Çift bir sandalye üzerinde birbirine sarılır. Kadın, erkeğin üzerine oturur. Böylece birleşmenin derinliği denetlenebilir.

SIRT AĞRISI ÇEKENLER İÇİN POZİSYONLAR
Sırt ağrısı çeken kişiler alışagelmiş pozisyonlarda çok rahatsız olabilirler. Oysa sıklıkla daha az kullanılan yöntemlerden yararlanabilirler ya da en azından onlara katlanabilirler. Şefkatli bir eş bu pozisyonları bulmaya çalışacaktır. İşte sırt ağrısı çeken kişilerin çoğuna uygun dört pozisyon.
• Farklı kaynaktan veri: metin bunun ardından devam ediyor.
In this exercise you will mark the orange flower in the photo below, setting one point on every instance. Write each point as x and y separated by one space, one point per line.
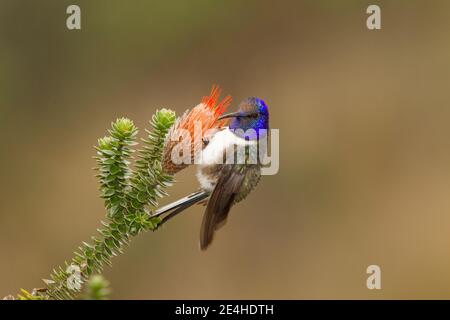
203 116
Erkek yatağa yatar, kadın ata biner gibi oturur, öne eğilir. Sırt ağrısı çeken erkektir.
Erkek arka yolla birleşmek üzere ayakta durur, kadın aşağıda, yatağın üzerinde diz çöker. Sırt ağrısı olan erkektir.
Kadın yatağa yatar, erkek ise bacakları arasında ileriye doğru kendini kaldırır. Ağrısı olan kadındır.
Bir sandalye üzerinde yüz yüze, kadın erkeğin üzerine pelvik darbeler yapabilecek şekilde oturur. Ağrısı olan erkektir.